WSDOT releases its statewide Active Transportation Plan

May 5, 2021
The plan serves as a compass to guide the state’s transportation future.

The Washington State Department of Transportation (WSDOT) has released its new Washington State Active Transportation Plan, 2020 and Beyond-Part 1.

The plan is available in full on WSDOT’s website.

The plan serves as a compass for charting new territory, where active transportation connections are incomplete or nonexistent, to create a path for others to use in the future. The plan assesses the needs for accessible pedestrian and bicyclist facilities, highlights safety concerns and provides the first-ever examination of state right of way and its suitability for active transportation.

More people than ever are walking and bicycling – according to WSDOT’s multimodal transportation dashboard – both as alternatives to transit use and to maintain physical and mental health during the pandemic. At the same time, vulnerable road users – people who walk, bike or roll – now make up about 21 percent of all traffic deaths, out of proportion to the fatality rates for other modes of travel.

“Whether you drive, bike, walk or roll, the state’s highway rights-of-way serve as the backbone of our transportation system,” said Secretary of Transportation Roger Millar. “In the engagement for this plan, we heard very clearly that state routes need to connect people, not separate them. With this plan, we have new understanding to help us work with our partners to create complete, safer, and more accessible networks for each and every one of us, regardless of how we get around.”

Active transportation plan highlights

The plan addresses the steadily increasing fatalities of vulnerable road users and identifies driving speed and roadway crossings as top factors. It also:

Examines the effects of past infrastructure decisions on safety and mobility, particularly in places where those decisions affected transportation access and health.
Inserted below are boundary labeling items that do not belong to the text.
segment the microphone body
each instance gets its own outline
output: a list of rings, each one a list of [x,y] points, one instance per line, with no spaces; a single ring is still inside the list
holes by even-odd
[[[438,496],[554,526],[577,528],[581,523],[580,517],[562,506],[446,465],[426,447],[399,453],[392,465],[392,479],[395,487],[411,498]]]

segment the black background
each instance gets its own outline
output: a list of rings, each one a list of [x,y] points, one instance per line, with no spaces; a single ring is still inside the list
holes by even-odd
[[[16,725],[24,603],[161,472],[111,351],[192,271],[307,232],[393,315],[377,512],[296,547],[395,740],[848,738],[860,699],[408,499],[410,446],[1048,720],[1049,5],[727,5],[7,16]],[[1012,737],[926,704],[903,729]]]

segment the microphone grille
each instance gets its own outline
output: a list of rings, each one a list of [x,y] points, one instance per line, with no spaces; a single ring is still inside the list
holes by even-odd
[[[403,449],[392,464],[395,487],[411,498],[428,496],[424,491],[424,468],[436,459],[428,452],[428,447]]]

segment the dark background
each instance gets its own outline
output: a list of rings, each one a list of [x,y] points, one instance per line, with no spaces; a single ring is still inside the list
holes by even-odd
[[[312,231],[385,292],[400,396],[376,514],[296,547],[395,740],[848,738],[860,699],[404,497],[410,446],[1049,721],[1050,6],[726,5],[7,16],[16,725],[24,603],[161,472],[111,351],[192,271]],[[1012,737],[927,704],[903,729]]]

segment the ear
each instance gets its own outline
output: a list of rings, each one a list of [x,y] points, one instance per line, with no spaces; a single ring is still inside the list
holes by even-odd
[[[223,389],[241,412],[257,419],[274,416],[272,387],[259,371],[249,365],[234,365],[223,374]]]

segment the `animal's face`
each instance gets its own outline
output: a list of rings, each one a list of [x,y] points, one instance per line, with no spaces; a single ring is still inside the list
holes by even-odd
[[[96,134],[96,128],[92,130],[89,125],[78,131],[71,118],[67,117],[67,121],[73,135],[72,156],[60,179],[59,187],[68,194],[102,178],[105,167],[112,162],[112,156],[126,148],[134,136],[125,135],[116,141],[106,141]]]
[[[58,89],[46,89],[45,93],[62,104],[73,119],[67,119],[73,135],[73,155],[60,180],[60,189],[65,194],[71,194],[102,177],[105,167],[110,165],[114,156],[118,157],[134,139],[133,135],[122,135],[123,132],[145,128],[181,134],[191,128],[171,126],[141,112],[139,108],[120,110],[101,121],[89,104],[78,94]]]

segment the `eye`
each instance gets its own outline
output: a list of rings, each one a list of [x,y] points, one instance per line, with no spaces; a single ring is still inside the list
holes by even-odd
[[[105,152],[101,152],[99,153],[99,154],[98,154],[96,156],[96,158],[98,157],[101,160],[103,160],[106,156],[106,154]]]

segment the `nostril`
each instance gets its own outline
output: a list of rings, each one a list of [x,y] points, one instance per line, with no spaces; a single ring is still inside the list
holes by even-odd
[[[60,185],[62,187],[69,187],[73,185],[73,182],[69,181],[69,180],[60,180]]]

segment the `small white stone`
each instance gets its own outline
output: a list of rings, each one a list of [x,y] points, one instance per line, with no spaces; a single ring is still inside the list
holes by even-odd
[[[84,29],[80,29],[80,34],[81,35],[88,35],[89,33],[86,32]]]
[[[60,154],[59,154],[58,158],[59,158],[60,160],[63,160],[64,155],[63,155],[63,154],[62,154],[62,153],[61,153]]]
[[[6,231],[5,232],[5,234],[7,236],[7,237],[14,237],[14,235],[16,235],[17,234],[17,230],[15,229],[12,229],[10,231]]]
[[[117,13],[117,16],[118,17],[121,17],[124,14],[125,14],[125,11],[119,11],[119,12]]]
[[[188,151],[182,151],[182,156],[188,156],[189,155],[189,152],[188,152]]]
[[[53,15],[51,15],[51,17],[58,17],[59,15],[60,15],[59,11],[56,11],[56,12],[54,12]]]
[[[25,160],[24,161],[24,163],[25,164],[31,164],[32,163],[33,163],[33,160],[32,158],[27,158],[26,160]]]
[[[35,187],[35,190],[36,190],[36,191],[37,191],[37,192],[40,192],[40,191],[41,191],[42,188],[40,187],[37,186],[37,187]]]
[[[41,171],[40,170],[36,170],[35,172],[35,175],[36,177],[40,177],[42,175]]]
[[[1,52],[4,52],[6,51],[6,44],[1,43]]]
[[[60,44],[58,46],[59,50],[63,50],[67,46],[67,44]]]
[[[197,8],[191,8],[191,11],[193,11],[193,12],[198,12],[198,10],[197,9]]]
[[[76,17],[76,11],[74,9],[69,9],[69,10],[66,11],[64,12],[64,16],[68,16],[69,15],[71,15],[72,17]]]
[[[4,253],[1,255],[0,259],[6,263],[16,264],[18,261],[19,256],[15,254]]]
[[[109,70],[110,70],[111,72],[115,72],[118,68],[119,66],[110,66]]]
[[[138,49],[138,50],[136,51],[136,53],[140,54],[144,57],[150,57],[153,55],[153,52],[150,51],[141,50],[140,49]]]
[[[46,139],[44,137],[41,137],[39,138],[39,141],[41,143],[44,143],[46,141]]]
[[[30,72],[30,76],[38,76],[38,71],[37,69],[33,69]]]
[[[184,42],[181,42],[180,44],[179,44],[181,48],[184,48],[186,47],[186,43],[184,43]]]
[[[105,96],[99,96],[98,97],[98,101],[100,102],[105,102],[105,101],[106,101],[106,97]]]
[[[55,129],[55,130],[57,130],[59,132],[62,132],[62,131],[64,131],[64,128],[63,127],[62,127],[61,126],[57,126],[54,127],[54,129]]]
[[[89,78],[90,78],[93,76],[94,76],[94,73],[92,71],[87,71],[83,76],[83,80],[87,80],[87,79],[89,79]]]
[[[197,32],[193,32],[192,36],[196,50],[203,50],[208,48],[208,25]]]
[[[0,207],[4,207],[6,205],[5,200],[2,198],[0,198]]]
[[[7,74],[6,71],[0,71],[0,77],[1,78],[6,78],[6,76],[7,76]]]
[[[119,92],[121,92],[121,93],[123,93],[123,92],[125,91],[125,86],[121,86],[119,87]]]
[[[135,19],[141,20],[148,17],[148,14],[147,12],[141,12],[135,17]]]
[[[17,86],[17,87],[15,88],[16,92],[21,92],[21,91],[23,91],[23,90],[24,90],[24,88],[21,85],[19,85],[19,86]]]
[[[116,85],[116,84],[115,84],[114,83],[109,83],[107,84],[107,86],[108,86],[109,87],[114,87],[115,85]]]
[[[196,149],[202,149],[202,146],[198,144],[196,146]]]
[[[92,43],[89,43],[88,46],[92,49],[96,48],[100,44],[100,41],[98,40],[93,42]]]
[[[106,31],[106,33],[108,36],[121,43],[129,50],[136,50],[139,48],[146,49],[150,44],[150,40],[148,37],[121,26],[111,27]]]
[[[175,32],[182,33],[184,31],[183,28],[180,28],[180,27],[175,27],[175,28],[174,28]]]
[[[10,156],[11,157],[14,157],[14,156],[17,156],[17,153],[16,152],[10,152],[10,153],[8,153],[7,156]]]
Provides a first-ever needs assessment of the state system for active transportation use and estimates the cost of improvements in population centers.

Describes the concept of a statewide bikeways and trails network.

Offers using “level of traffic stress” as a data-based evaluation tool for state right of way and population centers when analyzing the effects of land-use change. Level of stress is a method to describe roadway characteristics that can be objectively measured and that affect people’s ability to use active transportation. 

WSDOT released the draft of the plan’s Part 1 in December 2020 and received more than 630 responses during the eight-week comment period. Those comments will help WSDOT identify policy topics in Part 2 of the plan, scheduled for release in 2021. In addition to relevant policy topics, Part 2 will include performance measures associated with the plan’s goals and next steps in developing an implementation and action plan.